Jeff Bagnall was a lecturer for many years at Craiglockhart College teaching RE to many future Catholic Primary teachers.

by Jeff Bagnall 5 June 2026
The first five books of the Bible are called the Pentateuch, which comes from the Greek words for five and for scroll; together these books are called the Law, particularly in the Jewish religion. The last of these five books is called Deuteronomy, which comes from the Greek words for second and for law, because this book is like a summing up of the laws and experiences of the previous books of the Law. It is chiefly a story of the relationship between God and the people; he saves and looks after them time and again in wonderful ways, they repeatedly complain and let Him down – it’s the story of our lives too, perhaps. The verses we have today focus on the manna, which they received as a gift from God when they found themselves in the desert with no knowledge of how to survive there and hence made a complaint against God for leading them there through Moses. Manna was seen as miraculous food that was the gift of life for them from God even though they were not deserving. From this it is clear how this is related to the sacrament of Communion.

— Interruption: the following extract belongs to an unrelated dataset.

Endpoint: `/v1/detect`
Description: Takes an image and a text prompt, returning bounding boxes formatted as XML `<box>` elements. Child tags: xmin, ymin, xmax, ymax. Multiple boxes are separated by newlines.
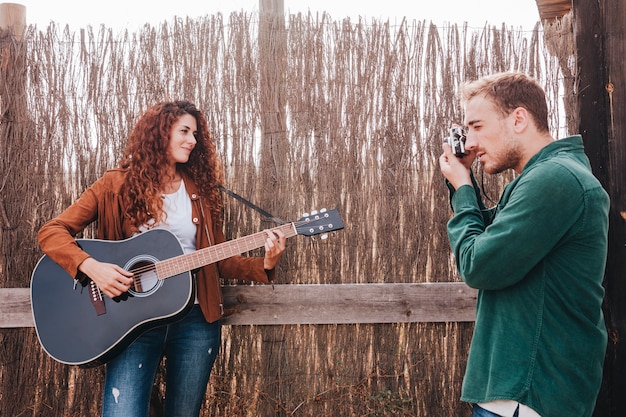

by Jeff Bagnall 28 May 2026
Exodus is the second book of the Bible; it is based on and around the story of slaves escaping from their oppression in Egypt and travelling through the hostile desert under the leadership of Moses; and it was in this process that a relationship was built up between them and the one God who would be theirs from then on forever; it was the God with the mysterious name of Yahweh, meaning something like ‘I am who is.’ This basic oral account over time gained a great number of elaborations and additions before it settled into the written form in the Bible that has now been more or less unaltered for about two and a half thousand years. In our extract for today’s first reading we hear of this aloof and even fearful God condescending to meet with Moses the people’s leader on the heights of the sacred Mount Sinai. This God then announces himself (always referred to in this personal way) as kind and forgiving, despite the unfaithfulness of the people whose God He is. Moses is encouraged by this revelation and feels enabled to respond on behalf of the people he leads, with worship and prayer for blessing and forgiveness. It is this threefold pattern in this section of the Exodus story that is seen by Christians to suit this day’s Feast of the Trinity – the threefold pattern of God the aloof, the one who shows Himself and the one who enables an appropriate response.